Increasing Your Child's Comfort with Nitrous Oxide

January 23, 2013 Deborah Worthington, RN, CPN

You may be familiar with “laughing gas” as something you find at the dentist’s office but did you know it can also be used when your child is a patient at Swedish? Laughing gas is a mix of nitrous oxide and oxygen, but you might hear your pediatric nurses just call it “nitrous.” In pediatrics, we use it to help a patient relax and feel more comfortable during certain procedures such as IV placement or urinary catheterization.

Once your doctor or nurse has determined that your child is a good candidate for nitrous (without any contraindications such as conditions where air may be trapped in the body, pregnancy, or impaired level of consciousness), your nurses and certified child life specialist (CCLS) will explain the process: Your child will choose a flavor for the inside of their mask used to administer the gas. They will be on a stretcher or bed and have a saturation probe attached to a finger to monitor their oxygenation. One nurse will administer oxygen, then the nitrous, gradually increasing the amount until your child is suitably relaxed for the procedure, while remaining responsive to directions. Another clinician will perform the procedure, e.g., place the IV. A doctor is also available.

As a parent you are welcome to be at your child’s side to provide additional comfort. The room is kept quiet with minimal noise; depending on your child’s age and habits, you may like to talk or sing softly to him or her. The gas takes effect rapidly, making procedures easier for both patient and clinician. The gas is maintained at the specific level needed to keep your child relaxed throughout the procedure. When the procedure is completed, (in this example, an IV is placed), the nitrous is stopped and the oxygen continued for an additional 2-5 minutes. Nitrous wears off quickly and allows your child to rapidly return to his or her original level of consciousness.

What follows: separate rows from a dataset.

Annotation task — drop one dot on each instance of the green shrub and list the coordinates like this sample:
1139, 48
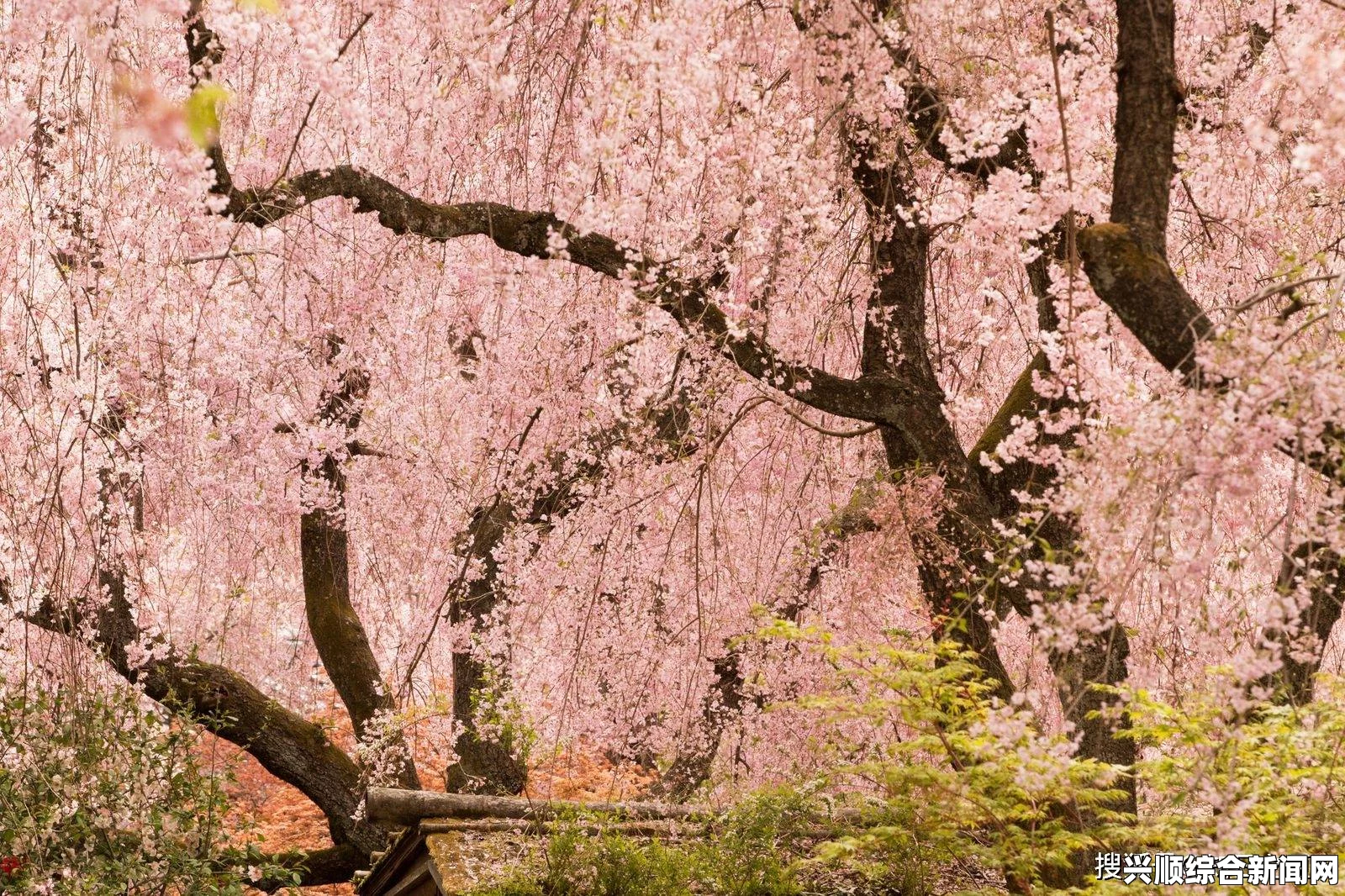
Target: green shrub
101, 795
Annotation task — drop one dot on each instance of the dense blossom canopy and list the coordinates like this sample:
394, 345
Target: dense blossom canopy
560, 342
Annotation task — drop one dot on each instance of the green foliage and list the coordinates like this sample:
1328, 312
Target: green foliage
938, 790
1268, 779
961, 781
752, 851
100, 795
499, 714
201, 112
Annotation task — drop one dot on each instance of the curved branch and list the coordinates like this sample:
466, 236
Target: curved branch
224, 703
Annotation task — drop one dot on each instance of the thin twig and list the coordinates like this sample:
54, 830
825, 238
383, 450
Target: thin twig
1278, 289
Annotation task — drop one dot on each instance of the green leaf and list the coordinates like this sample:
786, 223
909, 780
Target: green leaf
202, 113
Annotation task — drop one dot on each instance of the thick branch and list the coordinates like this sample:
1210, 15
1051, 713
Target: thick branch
723, 703
324, 549
316, 868
1321, 572
533, 235
226, 704
1147, 98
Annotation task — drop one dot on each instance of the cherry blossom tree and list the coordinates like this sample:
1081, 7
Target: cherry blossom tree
522, 353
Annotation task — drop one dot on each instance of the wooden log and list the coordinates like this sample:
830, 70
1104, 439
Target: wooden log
408, 808
666, 828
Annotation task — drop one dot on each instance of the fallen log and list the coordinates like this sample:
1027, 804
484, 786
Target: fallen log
408, 808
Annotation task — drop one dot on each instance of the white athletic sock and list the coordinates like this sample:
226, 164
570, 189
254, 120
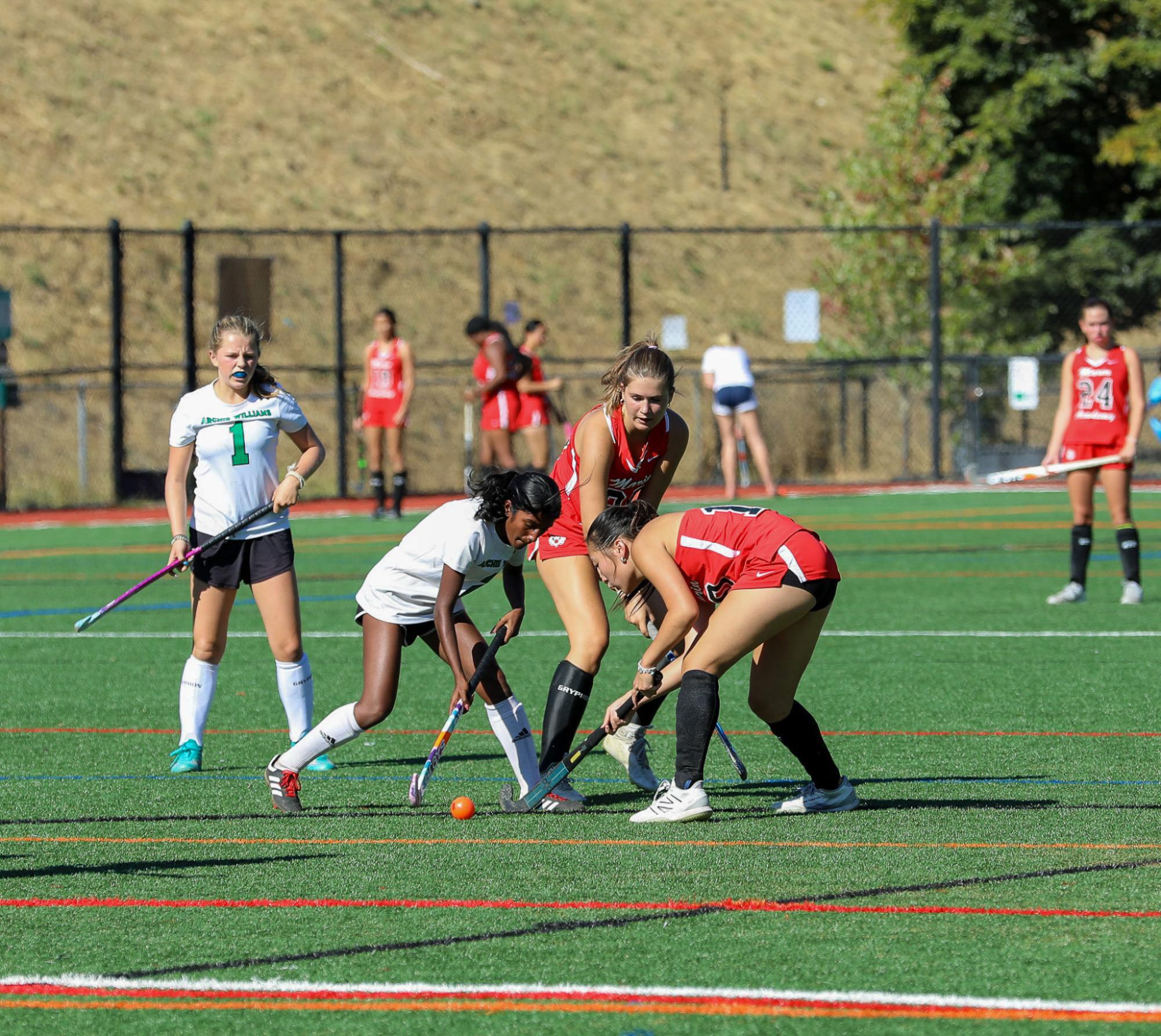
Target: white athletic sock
296, 689
199, 682
510, 724
338, 728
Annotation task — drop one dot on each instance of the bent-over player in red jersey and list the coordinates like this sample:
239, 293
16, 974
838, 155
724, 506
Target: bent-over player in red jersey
734, 581
1102, 408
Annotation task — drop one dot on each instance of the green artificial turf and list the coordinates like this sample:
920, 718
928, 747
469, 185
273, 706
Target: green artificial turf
951, 819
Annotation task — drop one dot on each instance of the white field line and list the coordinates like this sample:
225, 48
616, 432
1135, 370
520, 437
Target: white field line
451, 990
341, 634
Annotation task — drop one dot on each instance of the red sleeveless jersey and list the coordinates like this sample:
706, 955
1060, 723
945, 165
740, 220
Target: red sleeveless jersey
386, 370
729, 545
628, 474
1099, 400
483, 371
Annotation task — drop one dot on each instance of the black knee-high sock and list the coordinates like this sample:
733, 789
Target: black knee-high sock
1130, 552
647, 711
568, 695
1082, 546
697, 712
801, 735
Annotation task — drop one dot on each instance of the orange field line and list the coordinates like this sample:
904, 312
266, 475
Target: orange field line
147, 840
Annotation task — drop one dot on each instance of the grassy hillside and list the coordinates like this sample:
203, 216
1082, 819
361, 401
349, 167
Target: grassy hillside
395, 113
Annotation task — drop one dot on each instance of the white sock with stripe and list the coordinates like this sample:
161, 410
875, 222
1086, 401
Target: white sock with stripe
296, 689
510, 724
338, 728
199, 682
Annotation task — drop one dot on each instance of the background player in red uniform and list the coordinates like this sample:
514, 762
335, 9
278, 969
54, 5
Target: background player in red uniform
536, 408
1102, 408
496, 376
770, 583
625, 449
389, 380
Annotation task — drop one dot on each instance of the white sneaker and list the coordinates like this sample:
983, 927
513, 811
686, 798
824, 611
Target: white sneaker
630, 748
676, 805
567, 791
813, 799
1072, 594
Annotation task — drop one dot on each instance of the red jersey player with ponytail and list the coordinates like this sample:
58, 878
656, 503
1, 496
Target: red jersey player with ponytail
389, 380
735, 581
1102, 408
625, 449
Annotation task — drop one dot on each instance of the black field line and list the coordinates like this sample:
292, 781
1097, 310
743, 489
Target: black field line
546, 928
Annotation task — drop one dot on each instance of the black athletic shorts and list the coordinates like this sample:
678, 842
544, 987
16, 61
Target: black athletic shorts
234, 562
822, 590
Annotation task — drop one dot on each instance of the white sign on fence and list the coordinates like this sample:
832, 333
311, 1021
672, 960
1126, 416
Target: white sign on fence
1023, 382
800, 316
674, 334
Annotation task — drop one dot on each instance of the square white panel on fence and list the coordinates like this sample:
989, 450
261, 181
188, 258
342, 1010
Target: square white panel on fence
800, 316
1023, 382
674, 334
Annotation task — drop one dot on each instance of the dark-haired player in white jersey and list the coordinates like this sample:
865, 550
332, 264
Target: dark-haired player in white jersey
416, 593
234, 425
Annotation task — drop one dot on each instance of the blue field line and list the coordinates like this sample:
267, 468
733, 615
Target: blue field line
163, 607
1036, 782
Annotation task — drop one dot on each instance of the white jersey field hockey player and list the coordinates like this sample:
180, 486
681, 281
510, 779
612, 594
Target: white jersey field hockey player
234, 425
416, 593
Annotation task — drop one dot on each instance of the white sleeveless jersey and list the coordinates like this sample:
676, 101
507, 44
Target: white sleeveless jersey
237, 457
403, 587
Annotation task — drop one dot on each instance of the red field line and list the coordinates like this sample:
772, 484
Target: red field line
433, 732
55, 998
147, 840
727, 905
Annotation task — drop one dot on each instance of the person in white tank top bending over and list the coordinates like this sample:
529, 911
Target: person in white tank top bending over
726, 372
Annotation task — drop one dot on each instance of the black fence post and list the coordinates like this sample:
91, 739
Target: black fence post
626, 285
486, 272
341, 389
117, 311
187, 304
935, 304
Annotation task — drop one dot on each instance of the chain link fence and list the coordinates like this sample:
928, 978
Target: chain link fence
899, 373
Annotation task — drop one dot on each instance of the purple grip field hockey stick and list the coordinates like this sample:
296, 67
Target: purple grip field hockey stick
419, 781
89, 620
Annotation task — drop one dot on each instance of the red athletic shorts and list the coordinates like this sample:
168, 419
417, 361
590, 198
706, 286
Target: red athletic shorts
532, 414
500, 411
804, 557
1087, 451
380, 413
563, 539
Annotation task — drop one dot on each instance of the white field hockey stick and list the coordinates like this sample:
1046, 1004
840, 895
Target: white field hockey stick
258, 512
421, 781
1048, 471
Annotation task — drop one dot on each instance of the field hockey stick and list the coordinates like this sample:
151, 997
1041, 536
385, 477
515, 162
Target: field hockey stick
258, 512
734, 757
419, 781
549, 781
1047, 471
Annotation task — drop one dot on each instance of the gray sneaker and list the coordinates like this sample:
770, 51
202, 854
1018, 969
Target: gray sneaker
814, 799
1072, 594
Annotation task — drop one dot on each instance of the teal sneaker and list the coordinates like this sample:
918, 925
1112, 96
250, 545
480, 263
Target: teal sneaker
187, 757
320, 764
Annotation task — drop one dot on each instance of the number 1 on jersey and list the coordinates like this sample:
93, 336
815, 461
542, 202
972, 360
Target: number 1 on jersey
240, 445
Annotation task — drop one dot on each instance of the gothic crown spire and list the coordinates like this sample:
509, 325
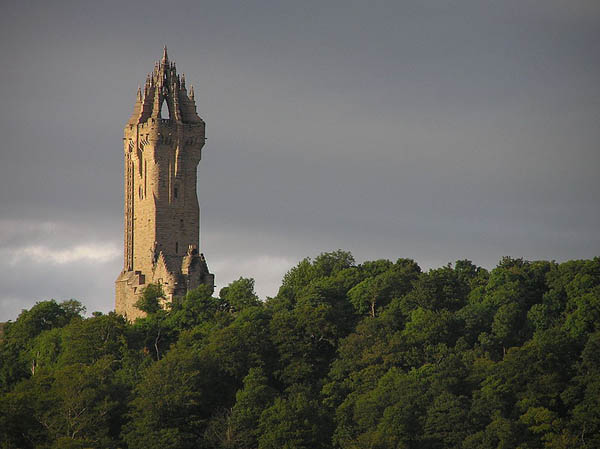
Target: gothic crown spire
165, 87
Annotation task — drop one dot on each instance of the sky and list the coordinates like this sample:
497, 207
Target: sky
436, 130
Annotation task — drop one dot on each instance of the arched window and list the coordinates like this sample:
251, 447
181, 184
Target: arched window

An additional benefit of nitrous is a patient being able to eat beforehand and not having to fast (as with surgery). If eating before nitrous, we recommend a patient have a light snack as a way to minimize the potential for nausea and vomiting. These, along with sweating, are the most common side effects.

Nitrous can be used for both inpatients and short-stay patients whether in the pediatric treatment room, at the bedside or in the pediatric emergency department. Nitrous is just one way pediatric nurses work to increase your child’s comfort during a stay or visit at Swedish.